Die Beleuchtung in der Zentrale der SYKE glomm nur noch. Das schummrige Licht – höchstens 40 Prozent der normalen Stärke – machte Cheyen Ho latent aggressiv. Immerhin war das trübe Licht eine ständige, unausweichliche Erinnerung daran, wie es um das Schiff stand, jede Minute, jeden Tag.

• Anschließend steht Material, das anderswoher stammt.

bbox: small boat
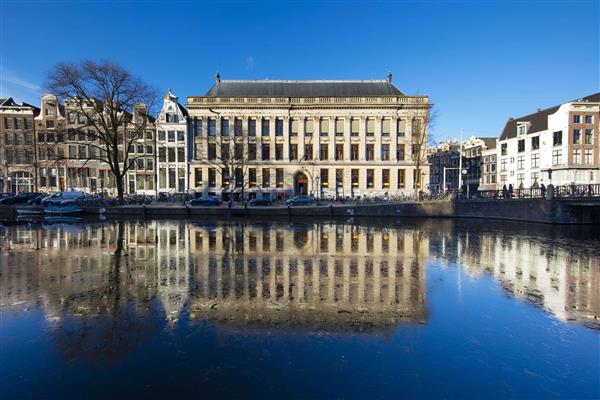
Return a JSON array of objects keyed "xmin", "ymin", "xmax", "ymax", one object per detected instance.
[
  {"xmin": 17, "ymin": 206, "xmax": 44, "ymax": 215},
  {"xmin": 44, "ymin": 204, "xmax": 83, "ymax": 215}
]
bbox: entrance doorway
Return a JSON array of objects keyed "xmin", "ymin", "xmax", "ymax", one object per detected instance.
[{"xmin": 294, "ymin": 172, "xmax": 308, "ymax": 196}]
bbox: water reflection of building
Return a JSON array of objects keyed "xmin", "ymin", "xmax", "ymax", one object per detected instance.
[
  {"xmin": 191, "ymin": 225, "xmax": 427, "ymax": 328},
  {"xmin": 440, "ymin": 227, "xmax": 600, "ymax": 323}
]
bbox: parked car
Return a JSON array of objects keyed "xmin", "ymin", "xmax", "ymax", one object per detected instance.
[
  {"xmin": 250, "ymin": 196, "xmax": 273, "ymax": 206},
  {"xmin": 285, "ymin": 195, "xmax": 315, "ymax": 206},
  {"xmin": 189, "ymin": 196, "xmax": 221, "ymax": 206},
  {"xmin": 0, "ymin": 193, "xmax": 41, "ymax": 204},
  {"xmin": 27, "ymin": 194, "xmax": 46, "ymax": 206}
]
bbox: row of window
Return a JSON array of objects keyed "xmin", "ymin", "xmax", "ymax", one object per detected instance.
[
  {"xmin": 502, "ymin": 149, "xmax": 594, "ymax": 172},
  {"xmin": 194, "ymin": 168, "xmax": 412, "ymax": 190},
  {"xmin": 194, "ymin": 118, "xmax": 410, "ymax": 136},
  {"xmin": 573, "ymin": 114, "xmax": 594, "ymax": 124},
  {"xmin": 196, "ymin": 143, "xmax": 408, "ymax": 161}
]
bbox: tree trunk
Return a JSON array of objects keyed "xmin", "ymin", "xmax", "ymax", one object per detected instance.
[{"xmin": 115, "ymin": 174, "xmax": 125, "ymax": 203}]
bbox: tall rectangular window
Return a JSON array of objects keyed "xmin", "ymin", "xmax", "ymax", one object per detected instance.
[
  {"xmin": 319, "ymin": 118, "xmax": 329, "ymax": 136},
  {"xmin": 321, "ymin": 168, "xmax": 329, "ymax": 187},
  {"xmin": 573, "ymin": 149, "xmax": 581, "ymax": 164},
  {"xmin": 275, "ymin": 143, "xmax": 283, "ymax": 160},
  {"xmin": 350, "ymin": 168, "xmax": 359, "ymax": 188},
  {"xmin": 275, "ymin": 118, "xmax": 283, "ymax": 136},
  {"xmin": 304, "ymin": 144, "xmax": 313, "ymax": 160},
  {"xmin": 585, "ymin": 129, "xmax": 594, "ymax": 144},
  {"xmin": 335, "ymin": 118, "xmax": 344, "ymax": 136},
  {"xmin": 381, "ymin": 169, "xmax": 390, "ymax": 189},
  {"xmin": 381, "ymin": 118, "xmax": 391, "ymax": 136},
  {"xmin": 367, "ymin": 118, "xmax": 375, "ymax": 136},
  {"xmin": 365, "ymin": 144, "xmax": 375, "ymax": 161},
  {"xmin": 367, "ymin": 169, "xmax": 375, "ymax": 188},
  {"xmin": 381, "ymin": 143, "xmax": 390, "ymax": 161},
  {"xmin": 335, "ymin": 143, "xmax": 344, "ymax": 161},
  {"xmin": 396, "ymin": 144, "xmax": 405, "ymax": 161},
  {"xmin": 350, "ymin": 118, "xmax": 359, "ymax": 136},
  {"xmin": 531, "ymin": 153, "xmax": 540, "ymax": 168},
  {"xmin": 248, "ymin": 143, "xmax": 256, "ymax": 161},
  {"xmin": 248, "ymin": 168, "xmax": 256, "ymax": 187},
  {"xmin": 221, "ymin": 118, "xmax": 229, "ymax": 136},
  {"xmin": 261, "ymin": 143, "xmax": 271, "ymax": 160},
  {"xmin": 262, "ymin": 168, "xmax": 271, "ymax": 188},
  {"xmin": 398, "ymin": 169, "xmax": 406, "ymax": 189},
  {"xmin": 335, "ymin": 168, "xmax": 344, "ymax": 188},
  {"xmin": 319, "ymin": 143, "xmax": 329, "ymax": 160},
  {"xmin": 261, "ymin": 118, "xmax": 271, "ymax": 136},
  {"xmin": 290, "ymin": 118, "xmax": 298, "ymax": 136},
  {"xmin": 233, "ymin": 118, "xmax": 244, "ymax": 136},
  {"xmin": 304, "ymin": 119, "xmax": 315, "ymax": 136},
  {"xmin": 350, "ymin": 144, "xmax": 358, "ymax": 161},
  {"xmin": 290, "ymin": 143, "xmax": 298, "ymax": 160},
  {"xmin": 552, "ymin": 131, "xmax": 562, "ymax": 146},
  {"xmin": 208, "ymin": 168, "xmax": 217, "ymax": 187},
  {"xmin": 552, "ymin": 150, "xmax": 562, "ymax": 165},
  {"xmin": 573, "ymin": 129, "xmax": 581, "ymax": 144},
  {"xmin": 208, "ymin": 118, "xmax": 217, "ymax": 136}
]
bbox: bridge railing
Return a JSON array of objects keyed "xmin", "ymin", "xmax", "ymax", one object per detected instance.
[{"xmin": 468, "ymin": 183, "xmax": 600, "ymax": 199}]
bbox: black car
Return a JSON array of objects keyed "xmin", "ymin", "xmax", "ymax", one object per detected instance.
[
  {"xmin": 0, "ymin": 193, "xmax": 41, "ymax": 204},
  {"xmin": 27, "ymin": 194, "xmax": 46, "ymax": 206},
  {"xmin": 250, "ymin": 196, "xmax": 273, "ymax": 206},
  {"xmin": 189, "ymin": 196, "xmax": 221, "ymax": 206}
]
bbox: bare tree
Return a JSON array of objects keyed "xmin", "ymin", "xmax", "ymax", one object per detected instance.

Das Schlimmste war allerdings wohl vorbei – was aber nicht bedeutete, dass es besser wurde. Nur komplizierter. Das Auftauchen des Sternenrads hatte die raum-zeitliche Struktur rund um das ehemalige Arkonsystem gehörig erschüttert. Vor zweieinhalb Tagen war das weiße Monstrum erschienen: eine leuchtende Scheibe, 100 Millionen Kilometer dick, eine Milliarde Kilometer im Durchmesser. Im Inneren war Platz genug für ein ganzes Sonnensystem. Die Flucht- und Trutzburg der Cairaner, sagten die, die es immer besser wussten.

Ein Gebilde dieses Ausmaßes ließ sich nicht ohne Nebenwirkungen quer durch das Universum versetzen. Kurz nach dem Erscheinen des Rads hatte eine gewaltige Schockwelle die SYKE getroffen, genau wie alle anderen Einheiten, die im näheren Umkreis Stellung bezogen hatten – mehr als 50.000 Schiffe aus mindestens vier unterschiedlichen Fraktionen. Arkoniden, Naats, Ladhonen und Posbis hatten einander dort kampfbereit belauert.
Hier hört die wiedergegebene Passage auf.